1n10 and creator Michael Weekly
            1n10 is a meeting group in Central Phoenix. It is an empowerment group for youth, ages 16-24. It welcomes gay, lesbians, bisexuals, transgendered, and questioning individuals, as well as all their allies- to come to meetings, camp retreats, community building/service projects, and lectures/conversations on a plethora of topics such as sexual safety and gender identity. They believe that social change begins with youth, through youth empowerment and a sense of worth and community. Michael Weekly is the creator of the project and meeting group. Working with a tight knit group of volunteers and other LGBTQ youth leaders around Arizona he has created a network of health for gay youth. With them, he organizes walks through Mill, and events such as handing out condoms and sexual health information during 1st Fridays (downtown Phoenix). ASU Students can get involved by visiting their website and signing up for email updates from Michael. These emails contain a calendar of events, recaps of past events, and opportunities to get involved.
The Plight of Homosexual Youth
            Homosexual youth empowerment in Arizona is something that direly needs help. LGBTQ students feel disconnected from the community, especially in high school. Students feel like they can’t relate to others in the community, like they are spread out too far, are too disconnected from the community and there isn’t a place where they can be around people who accept them and people who are like them. Or they might be too scared to embrace their sexuality because they feel as though there isn’t a space where they can be themselves. Because LGBTQ students need to know that we do have spaces for them, spaces where they can be themselves and grow.
1n10 believes that change starts with the youth. In a personal interview with director Michael Weekly, he explained to me “if we can bring them close, create a sense of community among them, give them a place to be happy and safe and whatever they want to be, that we can potentially help stop destructive behaviors commonly attributed to LGBTQ youth”.  In the Journal of Youth and Adolescence, authors Russell et al. explains “It is during adolescence that major moral developmental changes begin; it is also a period during which many individuals first become engaged in community roles or collective struggles”(2009, pg. 892). 1n10 creates this sense of community and then directs participants in a positive direction of growth, hoping to empower them to take their positive experiences into the rest of their life.
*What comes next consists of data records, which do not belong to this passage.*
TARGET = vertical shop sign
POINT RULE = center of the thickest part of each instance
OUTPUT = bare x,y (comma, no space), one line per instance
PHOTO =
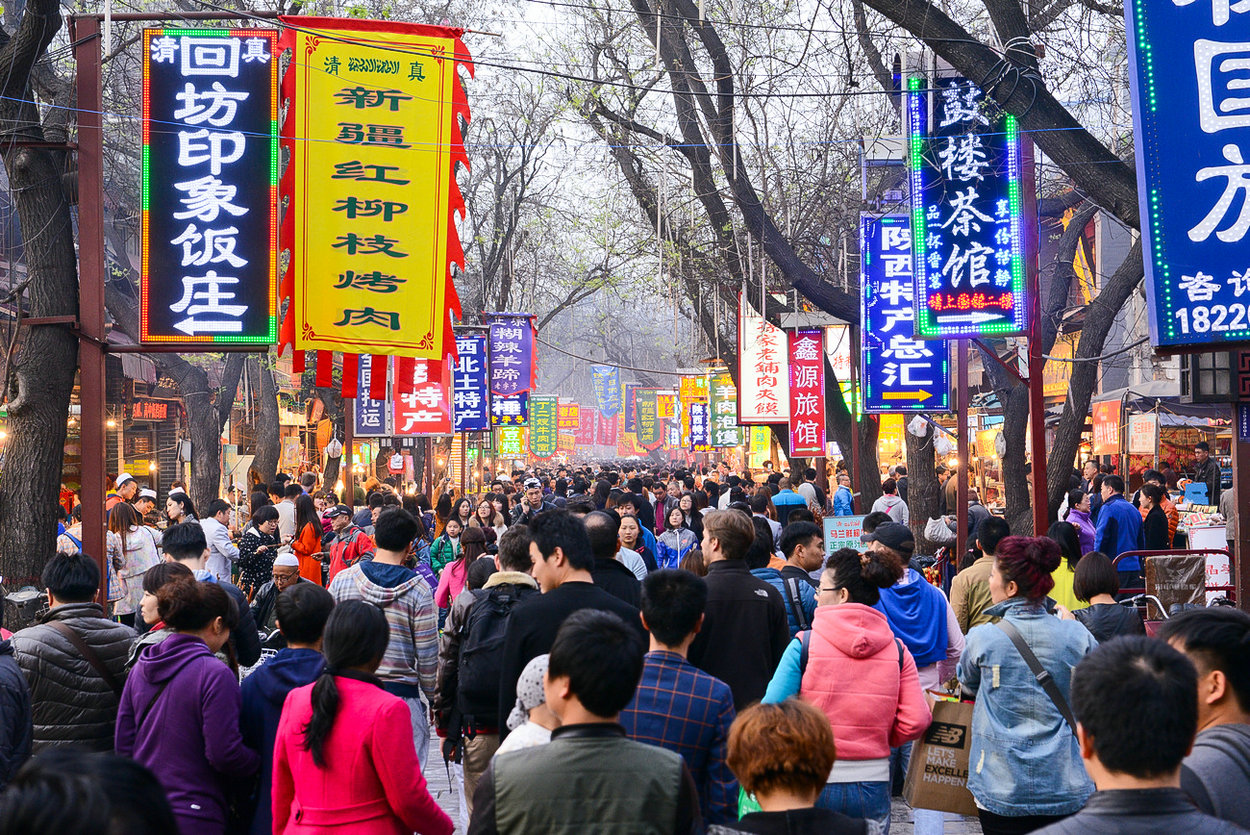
964,165
806,393
470,391
1189,68
899,373
209,188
This empowerment is a form of prevention, which not only serves the Arizona youth community but the LGBTQ community as a whole. Prevention of suicide and negative behaviors. They are continuing conversations that are already being had, while are the same time – integrating new and previously undiscussed ideas and issues that need to be talked about, something that Huffington Post author Julie Gray says something that isn’t happening and thus, is promoting bullying and the dismantling of the gay community. Thought their empowerment of youth, 1n10 serves a wider community, sending people into the world as better adjusted, happier, more prepared individuals and more understanding of their own community or a community they support/advocate for. “To me it [empowerment] is…having the knowledge to help others and knowledge is empowerment because most…discrimination is based on ignorance, and so just to get that ignorance out of people who…are supportive, but are…ignorant…. [A]lso hopefully fix the school climate.” (2009, pg. 896)
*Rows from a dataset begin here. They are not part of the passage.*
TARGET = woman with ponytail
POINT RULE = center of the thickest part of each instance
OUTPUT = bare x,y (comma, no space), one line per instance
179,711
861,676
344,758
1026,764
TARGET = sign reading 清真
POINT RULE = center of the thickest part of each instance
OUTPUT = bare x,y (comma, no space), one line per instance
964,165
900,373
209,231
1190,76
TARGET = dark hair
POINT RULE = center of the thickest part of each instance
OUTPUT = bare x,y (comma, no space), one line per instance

            It is important for ASU students to get involved so they can help create and participate in these young impressionable youth’s community, and possibly to be a part of a community that they, themselves, can relate and benefit from. And this isn’t just a benefit for members of the gay community. But everyone. This is about promoting acceptance. ““This is not about advocating a lifestyle, but making sure our children understand it and, I hope, accept it,” (NY Times 2010, pg.2)
Eckholm, Eric. "In Efforts to End Bullying, Some See Agenda." New York Times 6 Nov. 2010. Print.
Russell, Stephen T., Anna Muraco, Aarti Subramaniam, and Carolyn Laub. "Youth Empowerment and High School Gay-Straight Alliances." Journal of Youth and Adolescence 38.7 (2009): 891-903. Print.